In Pakistan the contraceptive prevalence rate is only 30 per cent — a figure that has remained static over the last decade and is considerably lower than in other Muslim countries.
Initiatives taken worldwide show that to make any family programme successful it has to be planned in a way that it enables an individual to choose from the various methods available and she does not feel restricted if one method is not suitable for her. Often contraceptive use is discontinued due to side-effects or fear of rare but serious risks such as breast cancer or fear of weight gain.
Dr Samrina Hashmi, a gynaecologist and executive committee member of Society of Obstetrics/ Gynaecology Pakistan, says, “A wide range of products, including emergency contraception should be available at all primary health centres. Information and communication material should be available at all primary health centres, hospitals where women deliver and waiting areas of public places. There should be awareness campaigns on electronic media, which should dispel the myths and misconceptions, while making the health benefits known.”
Health personnel, including doctors, nurses and primary healthcare workers, should be trained to provide correct information of the benefits and side effects of contraception, and to offer alternative methods of choice. They should also be trained to treat all those who request contraceptive information and service with respect, whether they are married or single, young or old, wealthy or poor, male or female.
Dr Hashmi believes, “Family planning can only be made accessible if there is will on the part of the government. We need to change the mind-set, and that is not possible without education. Reproductive biology should be made a part of the school curriculum, in all types of schools and madressahs”.
For people to avail family planning services it is important that they have easy access to it. This calls for outreach and community-based provisions. In certain sections of our society women’s mobility is restricted and they often fail to continue or avail the services at all if they have to travel a long distance for regular supply. An important feature of community-based programmes is that workers operate in their own communities, sharing the same language and customs and have greater credibility.

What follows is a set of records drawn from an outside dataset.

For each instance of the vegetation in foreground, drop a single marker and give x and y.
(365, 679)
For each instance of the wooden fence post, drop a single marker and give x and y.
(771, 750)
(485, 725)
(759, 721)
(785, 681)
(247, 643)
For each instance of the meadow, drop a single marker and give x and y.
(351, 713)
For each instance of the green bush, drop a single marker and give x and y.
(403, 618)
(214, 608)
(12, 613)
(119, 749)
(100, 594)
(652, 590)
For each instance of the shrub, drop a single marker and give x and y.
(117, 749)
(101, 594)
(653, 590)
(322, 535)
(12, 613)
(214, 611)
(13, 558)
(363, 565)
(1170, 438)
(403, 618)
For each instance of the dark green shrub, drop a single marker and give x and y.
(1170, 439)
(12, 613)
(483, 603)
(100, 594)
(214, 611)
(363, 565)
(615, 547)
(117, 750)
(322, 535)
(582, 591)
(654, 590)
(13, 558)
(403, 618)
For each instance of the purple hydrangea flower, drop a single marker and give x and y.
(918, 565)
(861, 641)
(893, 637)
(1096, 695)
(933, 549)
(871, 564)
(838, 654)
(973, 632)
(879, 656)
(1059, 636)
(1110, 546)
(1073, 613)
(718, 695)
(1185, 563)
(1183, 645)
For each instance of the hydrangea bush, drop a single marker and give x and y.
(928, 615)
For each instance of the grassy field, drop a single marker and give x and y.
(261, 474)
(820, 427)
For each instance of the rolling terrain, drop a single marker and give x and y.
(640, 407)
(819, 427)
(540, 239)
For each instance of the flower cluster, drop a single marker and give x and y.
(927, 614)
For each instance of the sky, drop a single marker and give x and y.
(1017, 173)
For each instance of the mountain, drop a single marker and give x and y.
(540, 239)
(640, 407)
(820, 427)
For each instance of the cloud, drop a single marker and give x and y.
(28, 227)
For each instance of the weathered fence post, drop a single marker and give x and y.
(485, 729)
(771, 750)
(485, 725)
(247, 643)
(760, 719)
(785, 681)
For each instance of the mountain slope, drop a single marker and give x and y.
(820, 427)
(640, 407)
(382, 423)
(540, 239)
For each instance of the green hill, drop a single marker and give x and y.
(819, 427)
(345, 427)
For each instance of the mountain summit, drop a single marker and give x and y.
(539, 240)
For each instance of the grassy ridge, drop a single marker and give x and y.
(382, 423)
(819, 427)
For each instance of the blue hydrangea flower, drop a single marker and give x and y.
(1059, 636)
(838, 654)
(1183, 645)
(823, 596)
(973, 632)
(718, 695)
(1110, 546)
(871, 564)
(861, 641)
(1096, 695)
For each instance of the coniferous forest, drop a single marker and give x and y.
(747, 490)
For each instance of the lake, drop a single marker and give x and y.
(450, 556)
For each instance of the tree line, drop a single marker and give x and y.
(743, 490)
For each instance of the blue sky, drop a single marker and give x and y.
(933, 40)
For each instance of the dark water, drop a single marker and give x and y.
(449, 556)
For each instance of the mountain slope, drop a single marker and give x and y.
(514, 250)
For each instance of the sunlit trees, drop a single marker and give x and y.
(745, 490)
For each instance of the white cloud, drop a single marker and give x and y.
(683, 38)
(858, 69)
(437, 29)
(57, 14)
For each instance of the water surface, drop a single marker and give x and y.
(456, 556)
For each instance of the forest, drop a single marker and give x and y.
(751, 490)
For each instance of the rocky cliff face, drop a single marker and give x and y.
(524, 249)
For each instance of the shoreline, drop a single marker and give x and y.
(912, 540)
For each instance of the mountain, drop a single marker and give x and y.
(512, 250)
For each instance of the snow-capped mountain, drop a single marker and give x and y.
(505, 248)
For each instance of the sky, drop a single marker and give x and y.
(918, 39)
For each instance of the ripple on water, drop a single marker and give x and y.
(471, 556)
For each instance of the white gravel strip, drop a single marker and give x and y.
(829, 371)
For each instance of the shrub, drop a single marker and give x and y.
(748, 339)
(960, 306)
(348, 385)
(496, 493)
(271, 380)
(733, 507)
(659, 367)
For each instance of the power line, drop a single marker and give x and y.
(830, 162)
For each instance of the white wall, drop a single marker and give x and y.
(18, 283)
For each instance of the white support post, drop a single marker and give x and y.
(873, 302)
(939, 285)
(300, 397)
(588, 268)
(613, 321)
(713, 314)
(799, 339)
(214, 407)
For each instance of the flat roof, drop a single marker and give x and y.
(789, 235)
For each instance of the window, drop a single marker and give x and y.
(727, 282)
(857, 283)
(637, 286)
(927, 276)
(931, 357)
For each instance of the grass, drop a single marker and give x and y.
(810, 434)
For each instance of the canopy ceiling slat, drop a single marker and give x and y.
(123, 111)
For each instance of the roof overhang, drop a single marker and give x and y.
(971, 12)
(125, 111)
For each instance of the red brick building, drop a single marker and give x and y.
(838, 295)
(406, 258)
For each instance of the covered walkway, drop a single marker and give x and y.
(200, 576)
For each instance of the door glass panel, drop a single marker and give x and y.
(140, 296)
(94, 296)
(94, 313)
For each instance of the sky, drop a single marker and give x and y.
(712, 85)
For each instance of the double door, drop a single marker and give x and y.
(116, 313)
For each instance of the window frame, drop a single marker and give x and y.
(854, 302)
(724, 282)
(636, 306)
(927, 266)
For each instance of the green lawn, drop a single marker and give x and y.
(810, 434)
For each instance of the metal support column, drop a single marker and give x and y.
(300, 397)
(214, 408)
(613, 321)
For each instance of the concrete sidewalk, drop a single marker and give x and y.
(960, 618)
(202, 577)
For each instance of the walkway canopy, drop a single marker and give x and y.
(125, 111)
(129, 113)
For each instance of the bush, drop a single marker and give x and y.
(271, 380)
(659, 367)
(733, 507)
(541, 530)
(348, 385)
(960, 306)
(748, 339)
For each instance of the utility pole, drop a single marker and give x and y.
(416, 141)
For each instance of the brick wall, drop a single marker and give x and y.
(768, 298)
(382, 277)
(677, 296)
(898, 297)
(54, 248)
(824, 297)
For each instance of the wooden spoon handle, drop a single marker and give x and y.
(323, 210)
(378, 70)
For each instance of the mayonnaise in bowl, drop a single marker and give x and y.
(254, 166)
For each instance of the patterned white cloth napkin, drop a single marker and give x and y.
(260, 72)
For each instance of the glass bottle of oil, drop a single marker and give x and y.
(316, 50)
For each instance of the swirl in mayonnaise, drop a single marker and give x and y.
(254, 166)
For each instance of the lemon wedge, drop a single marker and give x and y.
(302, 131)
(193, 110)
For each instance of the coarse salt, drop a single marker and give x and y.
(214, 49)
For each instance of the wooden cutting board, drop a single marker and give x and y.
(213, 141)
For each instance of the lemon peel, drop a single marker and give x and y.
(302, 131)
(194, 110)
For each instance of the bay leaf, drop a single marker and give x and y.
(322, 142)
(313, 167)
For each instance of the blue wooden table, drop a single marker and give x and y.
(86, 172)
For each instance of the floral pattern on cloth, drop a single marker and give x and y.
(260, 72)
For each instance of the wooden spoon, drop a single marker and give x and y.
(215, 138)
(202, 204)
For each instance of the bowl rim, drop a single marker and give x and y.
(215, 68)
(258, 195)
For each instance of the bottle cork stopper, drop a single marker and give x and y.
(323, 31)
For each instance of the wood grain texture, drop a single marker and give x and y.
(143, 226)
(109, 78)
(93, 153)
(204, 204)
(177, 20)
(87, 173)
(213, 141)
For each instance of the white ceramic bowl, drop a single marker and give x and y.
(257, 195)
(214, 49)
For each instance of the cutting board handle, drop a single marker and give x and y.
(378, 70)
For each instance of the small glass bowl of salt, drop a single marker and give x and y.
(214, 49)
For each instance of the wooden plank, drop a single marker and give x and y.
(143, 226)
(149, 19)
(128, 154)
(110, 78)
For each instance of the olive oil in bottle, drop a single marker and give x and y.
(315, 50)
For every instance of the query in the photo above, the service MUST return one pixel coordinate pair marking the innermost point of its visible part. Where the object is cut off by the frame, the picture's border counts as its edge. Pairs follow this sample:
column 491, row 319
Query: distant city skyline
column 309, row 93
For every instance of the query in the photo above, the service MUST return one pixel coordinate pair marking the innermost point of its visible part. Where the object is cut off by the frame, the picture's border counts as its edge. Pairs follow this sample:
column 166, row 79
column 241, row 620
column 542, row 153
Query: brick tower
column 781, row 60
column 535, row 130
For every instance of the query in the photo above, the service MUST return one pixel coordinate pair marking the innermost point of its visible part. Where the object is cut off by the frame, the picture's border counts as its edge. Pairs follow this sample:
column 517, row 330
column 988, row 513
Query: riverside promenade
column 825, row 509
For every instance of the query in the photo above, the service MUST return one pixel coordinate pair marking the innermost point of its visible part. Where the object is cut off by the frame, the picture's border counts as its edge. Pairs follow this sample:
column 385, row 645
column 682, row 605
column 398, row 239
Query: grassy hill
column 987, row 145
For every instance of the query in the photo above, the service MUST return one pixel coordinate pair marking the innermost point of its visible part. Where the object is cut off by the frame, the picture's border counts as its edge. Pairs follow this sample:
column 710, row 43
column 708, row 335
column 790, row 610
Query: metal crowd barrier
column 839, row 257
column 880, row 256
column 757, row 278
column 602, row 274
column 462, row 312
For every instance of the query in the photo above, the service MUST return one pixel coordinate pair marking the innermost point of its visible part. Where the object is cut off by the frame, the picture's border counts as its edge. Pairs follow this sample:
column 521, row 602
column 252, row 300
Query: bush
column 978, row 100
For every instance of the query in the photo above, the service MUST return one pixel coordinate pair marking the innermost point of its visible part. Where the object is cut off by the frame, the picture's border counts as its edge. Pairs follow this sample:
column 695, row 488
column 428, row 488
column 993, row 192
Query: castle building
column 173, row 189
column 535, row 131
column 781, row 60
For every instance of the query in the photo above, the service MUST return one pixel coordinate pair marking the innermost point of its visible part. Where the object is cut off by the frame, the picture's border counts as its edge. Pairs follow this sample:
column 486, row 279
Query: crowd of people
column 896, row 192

Prof Sadiqua Jafarey, chairperson, National Commission on Maternal and Child Health, believes, “One of the strategies to make the FP services available to the hard to reach and the poor is through the Lady Health Worker (LHW) Programme initiated in 1994. The primary function of the over 100,000 trained LHWs is to provide preventive and promotive services, which includes FP services, to the community. The LHWs need to have information regarding contraceptives, including dispelling the myths and misconceptions prevailing within the community.”
Besides making the services easily available where they are most needed, it is important to enlist the support of key sectors of society including religious scholars and community leaders. “Religious leaders and khatibs of mosques, should be trained to make this important issue a part of their sermons and tell the public that family planning is not against Islam,” says Hashmi.
An official at the Family Planning Association says, “One way to tackle this issue is through introduction of demand-based financing programmes for comprehensive sexual and reproductive health services with focus on FP services either through cash incentives or through vouchers that cover all health service costs or conditional social transfers, etc. But the approach can only lead to behaviour change when the investment through these approaches is continued for decades and not merely donor-funded two-to-three-year programmes; small interventions do not lead to behaviour change, it needs to be taken up as a long-term strategy.
“At the same time supply of contraceptives needs to be strengthened. Presently 48 per cent of users of modern methods go to a public source. USAID has agreed to provide and bear the cost of contraceptive needs till 2014. What after that? No commitment from either provincial or federal government has yet surfaced.”
Any family planning programme cannot be successful without involving men; this is more important in societies like ours where a large number of women want to plan their families but cannot do so as their husbands do not agree to it. When the husbands are aware of the advantages of planned family — the health of the mother, better health of children, more children surviving and overall well being of the whole family — they will be more willing to cooperate.